The sliding-window variant keeps a short-term view of recent rewards, while the global metric continues to aggregate from the beginning of training.
Keep the reward scale consistent (log or linear) across updates so the metric reports meaningful averages and deltas.

Modules

MeanRewardMetricsModule: maintains running sums of collected rewards and reports the global mean, absolute delta, and relative delta.
SWMeanRewardSWMetricsModule: keeps a sliding window of the most recent rewards using a flashbax buffer, offering the same statistics but focused on recent performance.

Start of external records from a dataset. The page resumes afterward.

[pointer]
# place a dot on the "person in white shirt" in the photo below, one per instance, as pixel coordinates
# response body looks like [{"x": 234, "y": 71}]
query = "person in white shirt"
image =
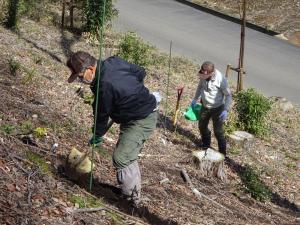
[{"x": 216, "y": 100}]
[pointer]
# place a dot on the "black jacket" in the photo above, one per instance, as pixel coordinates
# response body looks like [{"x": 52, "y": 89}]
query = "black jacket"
[{"x": 122, "y": 94}]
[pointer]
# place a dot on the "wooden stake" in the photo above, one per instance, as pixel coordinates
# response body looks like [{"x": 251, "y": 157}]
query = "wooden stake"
[{"x": 168, "y": 83}]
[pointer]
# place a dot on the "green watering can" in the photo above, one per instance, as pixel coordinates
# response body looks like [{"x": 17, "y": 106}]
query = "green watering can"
[{"x": 193, "y": 113}]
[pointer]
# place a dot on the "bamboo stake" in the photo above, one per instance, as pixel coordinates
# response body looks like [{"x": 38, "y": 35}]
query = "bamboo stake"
[
  {"x": 63, "y": 14},
  {"x": 168, "y": 83},
  {"x": 242, "y": 48},
  {"x": 101, "y": 37}
]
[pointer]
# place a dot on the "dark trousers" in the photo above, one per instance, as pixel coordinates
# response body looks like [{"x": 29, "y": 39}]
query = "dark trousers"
[{"x": 214, "y": 114}]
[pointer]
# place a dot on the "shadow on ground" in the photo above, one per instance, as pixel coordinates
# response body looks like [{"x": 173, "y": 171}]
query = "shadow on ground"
[
  {"x": 112, "y": 195},
  {"x": 275, "y": 199}
]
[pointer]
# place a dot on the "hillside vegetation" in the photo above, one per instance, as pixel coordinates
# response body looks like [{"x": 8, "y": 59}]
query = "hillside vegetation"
[{"x": 38, "y": 108}]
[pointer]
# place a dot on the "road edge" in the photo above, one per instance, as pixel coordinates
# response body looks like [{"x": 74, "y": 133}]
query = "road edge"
[{"x": 228, "y": 17}]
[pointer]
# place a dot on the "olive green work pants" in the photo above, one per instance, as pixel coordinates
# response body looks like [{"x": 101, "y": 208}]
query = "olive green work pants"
[{"x": 131, "y": 140}]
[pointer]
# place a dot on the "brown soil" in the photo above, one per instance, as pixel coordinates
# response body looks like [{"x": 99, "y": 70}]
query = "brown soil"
[
  {"x": 281, "y": 16},
  {"x": 35, "y": 190}
]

Both modules return a dictionary with keys mean_reward, reward_delta, and rel_reward_delta.

Key	Meaning
`mean_reward`	Empirical mean of the collected rewards (use log rewards or linear rewards consistently).
`reward_delta`	Absolute difference between empirical and ground-truth means in the same scale.
`rel_reward_delta`	Relative error (absolute delta divided by ground-truth mean).

Inputs

env, env_params: used during construction to query the ground-truth mean.
arrays of sampled rewards in the scale you want to monitor (log rewards or linear rewards both work, as long as you stay consistent).
an optional buffer_size for the sliding window metric.

Quick start

Environment requirement: the environment must expose a tractable ground-truth mean reward (env.is_mean_reward_tractable = True) so deltas are meaningful.

import jax
import gfnx

env = gfnx.HypergridEnvironment(reward_module=gfnx.EasyHypergridRewardModule())
params = env.init(jax.random.PRNGKey(0))

mean_metric = gfnx.metrics.MeanRewardMetricsModule(env=env, env_params=params)
state = mean_metric.init(jax.random.PRNGKey(1), mean_metric.InitArgs())

# During training: accumulate rewards from rollouts (log or linear, your choice).
state = mean_metric.update(
    state,
    jax.random.PRNGKey(2),
    mean_metric.UpdateArgs(log_rewards=batch_rewards),  # batch_rewards <- log rewards from your sampler
)

scores = mean_metric.get(state)
print(scores["mean_reward"], scores["reward_delta"], scores["rel_reward_delta"])